Fin août 2024, un garçon de 17 ans s’est donné la mort dans un centre de détention pour mineurs situé à Perth, en Australie. Ce centre de détention à une sinistre réputation, plusieurs rapports ont dénoncé le traitement infligé aux enfants qui y sont enfermés, dans l’immense majorité, des aborigènes. Cette prison est ciblée par une action de groupe portée par un cabinet d’avocats de Sydney qui a pris contact avec plus d’un millier de jeunes qui se sont retrouvés derrière les murs de cette prison, où les conditions de détention sont absolument effroyables. Le suicide qui a récemment été rendu public est d’ailleurs le deuxième en moins d’un an.

Si les jeunes qui y sont enfermés arrivent à de telles extrémités, d’après Dana Levitt, l’avocate qui mène cette action de groupe, c'est parce qu’ils y sont traités aussi sévèrement, voire plus sévèrement même, que les adultes. "Imaginez être enfermé seul, dans une cellule pas plus grande que des toilettes, 22 heures par jour, jour après jour, en tant qu’enfant… Ajoutez à cela le manque d’accès à leur famille, à des dispositifs de soutien extérieurs, comme des services psychologiques", détaille l'avocate.

Les aborigènes surreprésentés dans les prisons pour mineurs

Les témoignages et les preuves qu’elle a recueillis font également état d’usage excessif de la force, certains ont eu les épaules démises, d’autres ont été aspergés de gaz lacrymogène.
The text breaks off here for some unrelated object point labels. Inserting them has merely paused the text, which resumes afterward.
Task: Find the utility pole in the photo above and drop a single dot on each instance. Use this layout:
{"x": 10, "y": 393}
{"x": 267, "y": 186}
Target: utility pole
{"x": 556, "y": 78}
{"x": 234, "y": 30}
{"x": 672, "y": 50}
Ces conditions sont infligées d’abord, et avant tout, à de jeunes aborigènes. Ils représentent plus de 60% des mineurs en détention en Australie, alors qu’au sein de la population générale, moins de 6% des moins de 18 ans sont aborigènes.

Amnesty International a consacré en 2018 un rapport cinglant sur les conditions de détention des mineurs. Les autorités semblent conscientes qu’il n’y a pas de quoi être fier. L’an dernier, elles ont refusé d’ouvrir les portes de cette prison au rapporteur spécial des Nations unies sur la torture.

Le suicide, première cause de mortalité pour les jeunes aborigènes

Cette affaire illustre également une autre tragédie qui affecte les aborigènes, et les plus jeunes d’entre eux en particulier : le suicide. Les chiffres sont effrayants. Plus d’un aborigène de moins de 25 ans sur cinq meurt des suites d’un suicide, c’est même la première cause de mortalité pour cette tranche d’âge. Le taux de suicide des jeunes aborigènes est par ailleurs trois fois plus élevé que pour le reste de la population.

Tous, évidemment, ne se donnent pas la mort en prison. Il y a une multitude de facteurs qui l’expliquent : pauvreté, problèmes d’accès au logement, à l’emploi, à des services de santé corrects. En résumé, leur vie est infiniment plus difficile que pour les autres Australiens, et cette incapacité à envisager un avenir meilleur, malheureusement en pousse beaucoup trop à commettre l’irréparable. Le phénomène s’accentue, puisqu’en 2022, 212 aborigènes se sont donné la mort, c’est deux fois plus qu’il y a 15 ans et à ce stade, rien, ou presque, n’est fait par le gouvernement pour enrayer ce problème.